Côté Allemands, leurs homologues ont noté la crainte de leur pays de perdre en influence au sein des instances dirigeantes du nouveau groupe. Côté Français, les craintes concernent les autres industriels hexagonaux laissés au bord de la route de cette fusion, notamment Dassault et Thales.

"Sur un tel dossier, les directions des entreprises vont plus vite que nous à se rapprocher", reconnaît le syndicaliste présent. Pour rattraper le temps perdu, les syndicats d'EADS ont prévu de se rapprocher de ceux de BAE Systems par l'intermédiaire de la fédération européenne de la métallurgie.

Cette difficulté à accorder ses violons au niveau européen n'est pas une surprise. En France, les syndicats ne sont déjà pas tous sur la même longueur d'onde. Sur la pertinence de la fusion elle même, tout d'adord. La CGT s'y oppose clairement. "Nous sommes hostiles à ce projet.

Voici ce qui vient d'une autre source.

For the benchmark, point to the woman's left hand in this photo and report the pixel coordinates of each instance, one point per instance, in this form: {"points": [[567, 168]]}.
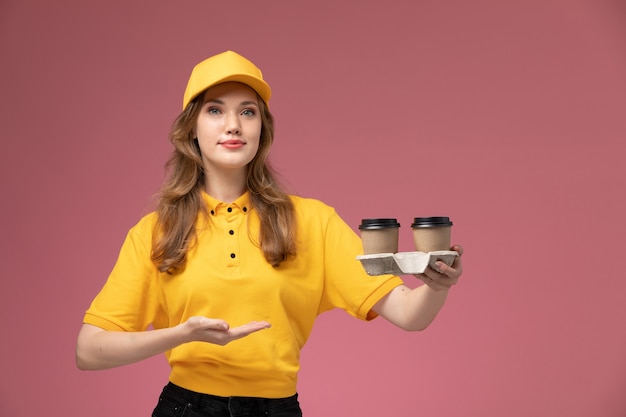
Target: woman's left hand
{"points": [[447, 276]]}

A travers cette fusion, on ne développe rien. Ni les emplois, ni les technologies, ni les territoires. On s'accapare juste une activité pour être plus gros alors qu'EADS n'a pas de problèmes financiers", estime Jean-Jacques Desvignes, coordinateur EADS pour la CGT. La CFE-CGC conditionne son soutien: "Ce qui est important c'est que les intérets stratégiques de l'Etat français soient préservés. Si cette opération structure l'Europe de la défense et renforce l'emploi, cela va dans le bon sens", indique Bernard Valette, de la CFE-CGC.

De même, sur la gouvernance du futur géant, les points de vue divergent. "Avec 9% du capital, l'Etat français ne pourra pas peser sur les décisions. Une action préferentielle pourrait peut-être être plus efficace", estime Bernard Valette. La CFDT hésite : "Nous n'avons pas tranché sur la question de la gouvernance. Ce qui est sûr, c'est que sans les Etats allemand et français, il n'y aurait eu ni EADS, ni Airbus", souligne Didier Hacquart, de la CFDT. La CGT milite pour un rôle prépondérant des Etats. "Il doit y avoir une forte présence publique pour donner l'impulsion. Les industries stratégiques comme la Défense, le spatial et l'aéronautique doivent être pilotées par des visions politiques", soutien Jean-Jacques Desvignes.

Une prochaine réunion interne des syndicats du comité européen est prévu le 9 octobre, soit une journée avant l'ultimatum fixé par l'autorité des marchés boursiers britannique à EADS et BAE pour présenter leur projet. Si l'Europe de la défense reste à construire, celle des syndicats également.